Will Cantwell-McCain Reinstate Glass-Steagall?
Posted by Larry Doyle on December 18, 2009 11:18 AM |
Might we turn the clock back in an attempt to make our way forward? How so?
Pressure is certainly building in America to curtail, if not derail, the excessive risks embedded in our largest banks. How may these risks be unwound? Reinstating the Glass-Steagall Act, which separated commercial and investment banking activities. If this Act were to be reinstated, that would be the end of the mega-banks (Citi, JP Morgan, Bank of America, Wells Fargo) as we know them.
Who has been harping on this? Former Fed Chair Paul Volcker. Although Wall Street and Washington turn a deaf ear to Volcker, America listens to him intently.
In September, I wrote “Volcker Launches Bombshell on Wall Street and Washington” which highlighted Volcker’s call to reinstate Glass-Steagall. That story resonated far and wide. Now we learn from the American Banker that Senators Maria Cantwell (D-WA) and John McCain (R-AZ) have introduced legislation which would once again separate commercial and investment banking activities. From American Banker’s story, Bill Offered to Reinstate Glass-Steagall:
Sens. Maria Cantwell, D-Wash., and John McCain, R-Ariz., introduced a bill Wednesday to reverse the Gramm-Leach-Bliley Act’s dismantling of the wall separating banking from the securities and insurance industries.

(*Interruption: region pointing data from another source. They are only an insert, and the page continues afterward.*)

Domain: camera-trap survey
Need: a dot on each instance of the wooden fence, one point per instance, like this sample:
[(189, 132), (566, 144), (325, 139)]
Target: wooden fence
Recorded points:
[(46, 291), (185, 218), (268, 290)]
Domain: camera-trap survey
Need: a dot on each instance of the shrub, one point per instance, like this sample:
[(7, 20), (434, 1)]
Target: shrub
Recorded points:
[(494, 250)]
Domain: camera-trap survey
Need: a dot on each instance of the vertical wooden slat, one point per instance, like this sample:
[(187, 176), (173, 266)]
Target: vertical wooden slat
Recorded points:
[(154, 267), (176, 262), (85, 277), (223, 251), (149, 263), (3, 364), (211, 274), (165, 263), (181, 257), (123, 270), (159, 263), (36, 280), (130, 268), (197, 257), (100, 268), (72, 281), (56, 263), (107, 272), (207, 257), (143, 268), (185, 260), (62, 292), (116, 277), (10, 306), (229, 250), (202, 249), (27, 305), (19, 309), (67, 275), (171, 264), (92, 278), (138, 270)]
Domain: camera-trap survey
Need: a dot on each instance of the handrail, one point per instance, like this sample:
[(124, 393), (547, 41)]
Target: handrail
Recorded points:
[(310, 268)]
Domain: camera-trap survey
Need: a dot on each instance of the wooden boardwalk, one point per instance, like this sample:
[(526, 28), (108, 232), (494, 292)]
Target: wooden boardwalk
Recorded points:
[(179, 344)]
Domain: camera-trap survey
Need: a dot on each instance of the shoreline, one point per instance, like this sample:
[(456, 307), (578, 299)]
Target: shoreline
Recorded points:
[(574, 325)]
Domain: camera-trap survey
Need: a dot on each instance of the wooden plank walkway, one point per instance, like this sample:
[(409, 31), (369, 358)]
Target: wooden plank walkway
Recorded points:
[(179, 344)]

Under their Banking Integrity Act of 2009, commercial banks would be prohibited from affiliating with investment banks and vice versa.
The bill would also ban commercial banks from engaging in any insurance activity. The legislation would force banks to divest their commercial or investment banking operations within one year of enactment.
“America can’t afford another financial crisis,” said Cantwell in a press release.
In my opinion, the melding of commercial and investment banking activities is not the problem in and of itself. Very simply, I believe the repeal of Glass-Steagall has shown that Wall Street does not possess the leadership and risk management capabilities to properly monitor and manage the risks embedded in institutions of this size and scope.
To that end, I would be in favor of reinstating this Act. That said, we should not think that merely reinstating Glass-Steagall will solve our problems. Why? Don’t forget that Bear Stearns and Lehman were pure investment banks, both of which failed without having commercial banking activities.